I tried to read such a story not long ago and the variety of strange names and places simply drove me to put it down.
In any case, as someone pointed out, it's vital to have someone who is not directly interested, to read and critique your work.
Thank goodness for writing forums who let you meet and work out arrangements with beta readers.

{ Alex J. Cavanaugh } at: May 16, 2011 at 3:16 PM said...

I'm working harder on traits, especially on my second book, but I've always kept the names simple and different from one another. Science fiction has a tendency to present names with five or more syllables and beyond anyone's pronunciation skills. I didn't want to add to the problem!

{ Claudie A. } at: May 16, 2011 at 7:47 PM said...

Oh my gosh, character names are such a pain. Finding a name with a certain *zing* to it helps a great deal for him to be remembered. It can't replace keeping characters well-defined and separate, but it sure gives a hand.

Also, I'm 100% behind the merging of minor characters AND of keeping the unimportant ones unnamed.
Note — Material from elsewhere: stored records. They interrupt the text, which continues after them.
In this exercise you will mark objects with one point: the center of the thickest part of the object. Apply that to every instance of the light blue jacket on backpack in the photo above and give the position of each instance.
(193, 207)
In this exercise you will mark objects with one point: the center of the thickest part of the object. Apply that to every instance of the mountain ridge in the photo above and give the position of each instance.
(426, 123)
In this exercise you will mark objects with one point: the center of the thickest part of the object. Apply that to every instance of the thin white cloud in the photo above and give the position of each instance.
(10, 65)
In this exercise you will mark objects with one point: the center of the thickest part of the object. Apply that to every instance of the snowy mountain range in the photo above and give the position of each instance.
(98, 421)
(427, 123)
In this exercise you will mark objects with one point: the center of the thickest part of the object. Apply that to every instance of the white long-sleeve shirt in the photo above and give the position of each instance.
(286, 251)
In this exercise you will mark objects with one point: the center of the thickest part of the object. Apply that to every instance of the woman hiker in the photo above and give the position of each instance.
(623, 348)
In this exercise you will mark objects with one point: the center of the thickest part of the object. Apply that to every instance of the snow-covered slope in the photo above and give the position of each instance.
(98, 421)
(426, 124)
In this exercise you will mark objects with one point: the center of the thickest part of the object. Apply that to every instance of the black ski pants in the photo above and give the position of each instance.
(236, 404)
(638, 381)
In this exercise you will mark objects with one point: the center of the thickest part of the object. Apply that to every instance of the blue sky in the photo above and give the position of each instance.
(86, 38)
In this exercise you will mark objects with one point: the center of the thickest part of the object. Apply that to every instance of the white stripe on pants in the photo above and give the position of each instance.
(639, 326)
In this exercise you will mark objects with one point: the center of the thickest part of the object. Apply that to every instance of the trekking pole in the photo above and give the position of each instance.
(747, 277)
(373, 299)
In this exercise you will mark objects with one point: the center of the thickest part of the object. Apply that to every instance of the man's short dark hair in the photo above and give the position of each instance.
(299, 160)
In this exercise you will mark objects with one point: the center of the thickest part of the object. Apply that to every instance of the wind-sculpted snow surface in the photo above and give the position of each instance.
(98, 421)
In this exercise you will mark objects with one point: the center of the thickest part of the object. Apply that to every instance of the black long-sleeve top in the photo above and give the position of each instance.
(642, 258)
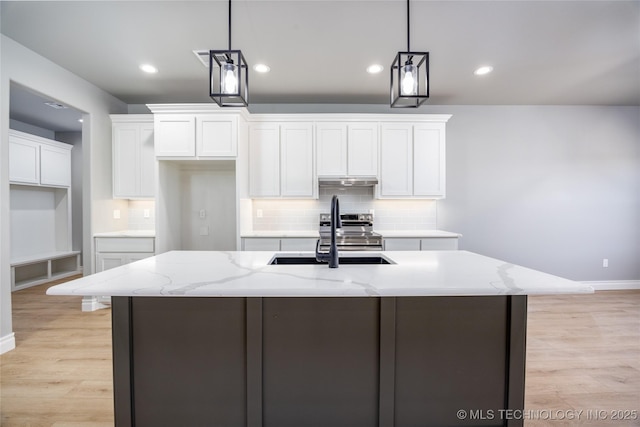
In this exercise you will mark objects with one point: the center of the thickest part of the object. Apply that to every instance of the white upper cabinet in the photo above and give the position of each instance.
(362, 156)
(175, 135)
(412, 160)
(281, 160)
(24, 160)
(331, 151)
(396, 177)
(38, 161)
(429, 160)
(134, 162)
(296, 160)
(202, 135)
(347, 149)
(264, 160)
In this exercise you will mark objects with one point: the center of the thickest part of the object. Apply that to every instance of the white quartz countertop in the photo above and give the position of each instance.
(282, 233)
(247, 274)
(385, 233)
(416, 233)
(127, 233)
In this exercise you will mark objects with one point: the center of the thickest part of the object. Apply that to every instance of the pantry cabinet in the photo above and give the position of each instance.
(134, 162)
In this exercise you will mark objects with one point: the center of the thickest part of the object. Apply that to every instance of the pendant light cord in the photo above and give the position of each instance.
(408, 26)
(230, 24)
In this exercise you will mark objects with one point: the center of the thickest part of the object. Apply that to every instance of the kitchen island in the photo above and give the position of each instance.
(226, 339)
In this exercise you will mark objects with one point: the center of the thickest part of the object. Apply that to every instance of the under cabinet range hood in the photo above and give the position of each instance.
(347, 181)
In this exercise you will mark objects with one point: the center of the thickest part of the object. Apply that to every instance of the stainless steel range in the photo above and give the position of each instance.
(356, 233)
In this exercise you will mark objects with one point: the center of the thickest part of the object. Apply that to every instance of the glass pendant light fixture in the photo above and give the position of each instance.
(409, 75)
(228, 76)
I did this, and reduced the cast a great deal.

{ Andrew Leon } at: May 16, 2011 at 11:54 PM said...

One thing I kind of hate is when there is a 2 or 3 page section at the front of a book with a list of all the characters with a little blurb about who they are. Going in, I -know- I will never look back at that list, so I'm just hoping the author makes them distinct enough that I can remember them.

The next thing I hate is when an author, basically, re-introduces the character every time you come across him/her in order to remind you who that character is. It gets tedious.
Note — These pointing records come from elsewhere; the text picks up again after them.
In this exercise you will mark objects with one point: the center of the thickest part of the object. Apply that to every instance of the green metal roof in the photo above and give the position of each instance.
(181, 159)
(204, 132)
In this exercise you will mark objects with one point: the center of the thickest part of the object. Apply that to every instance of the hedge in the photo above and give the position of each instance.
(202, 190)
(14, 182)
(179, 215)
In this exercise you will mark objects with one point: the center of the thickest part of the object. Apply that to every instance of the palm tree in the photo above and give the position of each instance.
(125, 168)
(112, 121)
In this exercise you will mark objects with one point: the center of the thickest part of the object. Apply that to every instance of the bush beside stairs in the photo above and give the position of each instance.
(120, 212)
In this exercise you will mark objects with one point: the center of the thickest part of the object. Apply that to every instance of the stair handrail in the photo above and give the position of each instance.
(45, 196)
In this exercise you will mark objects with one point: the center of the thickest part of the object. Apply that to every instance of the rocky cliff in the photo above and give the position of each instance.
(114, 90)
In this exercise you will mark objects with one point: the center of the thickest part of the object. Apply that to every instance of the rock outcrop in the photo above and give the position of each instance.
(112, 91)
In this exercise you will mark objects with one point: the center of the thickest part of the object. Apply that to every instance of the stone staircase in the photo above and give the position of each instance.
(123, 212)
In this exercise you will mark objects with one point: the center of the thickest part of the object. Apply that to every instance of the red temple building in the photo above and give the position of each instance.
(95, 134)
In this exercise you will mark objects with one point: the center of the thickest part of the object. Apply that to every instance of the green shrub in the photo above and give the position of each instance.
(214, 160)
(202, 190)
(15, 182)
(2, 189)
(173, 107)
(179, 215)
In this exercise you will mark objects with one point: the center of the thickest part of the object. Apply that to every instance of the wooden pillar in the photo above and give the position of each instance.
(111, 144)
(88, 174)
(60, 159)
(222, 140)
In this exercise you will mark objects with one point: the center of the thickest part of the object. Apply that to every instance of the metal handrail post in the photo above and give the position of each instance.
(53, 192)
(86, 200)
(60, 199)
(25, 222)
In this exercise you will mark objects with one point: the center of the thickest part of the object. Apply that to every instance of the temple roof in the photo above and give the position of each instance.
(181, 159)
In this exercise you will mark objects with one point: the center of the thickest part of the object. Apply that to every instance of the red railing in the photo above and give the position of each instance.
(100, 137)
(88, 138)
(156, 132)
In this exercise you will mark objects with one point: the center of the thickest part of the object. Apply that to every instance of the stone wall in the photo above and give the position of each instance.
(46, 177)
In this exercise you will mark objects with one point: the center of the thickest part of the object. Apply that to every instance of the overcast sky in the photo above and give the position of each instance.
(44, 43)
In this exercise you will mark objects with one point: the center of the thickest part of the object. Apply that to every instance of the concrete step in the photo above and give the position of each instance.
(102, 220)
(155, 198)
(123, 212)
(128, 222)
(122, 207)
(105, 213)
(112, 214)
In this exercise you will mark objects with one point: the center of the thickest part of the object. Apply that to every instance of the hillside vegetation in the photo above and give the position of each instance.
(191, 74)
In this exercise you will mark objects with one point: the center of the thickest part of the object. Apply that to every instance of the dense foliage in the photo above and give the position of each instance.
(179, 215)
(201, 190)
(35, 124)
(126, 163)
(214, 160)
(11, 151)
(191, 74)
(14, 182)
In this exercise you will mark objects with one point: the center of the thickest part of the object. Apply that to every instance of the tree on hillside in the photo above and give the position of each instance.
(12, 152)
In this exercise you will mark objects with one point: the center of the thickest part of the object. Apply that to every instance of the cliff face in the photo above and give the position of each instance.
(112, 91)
It is especially annoying when the author does both of those things: the list and the re-introductions.

{ Steph Sinkhorn } at: May 17, 2011 at 9:49 AM said...

@LV - It's not so much about shunting characters into the background as it is about making sure each named character plays a vital role and is memorable. And yes, writing forums can be way helpful :)

@Alex - Yes, those unwieldy names can get away from a person quickly!

@Claudie A. - I totally agree, names can be SO hard, especially for the protagonist. You want to give them a strong, memorable name, but not something that's too "out there."

@Andrew - Haha, good examples :)

{ Sunayna Prasad's blogs } at: January 11, 2013 at 2:14 PM said...

I need to be more careful with my characters. My book is nearly 49, 000 words long, and I don't know how many characters I have. It's being edited now, though, so at some point, I'll find out what to do with my additional characters.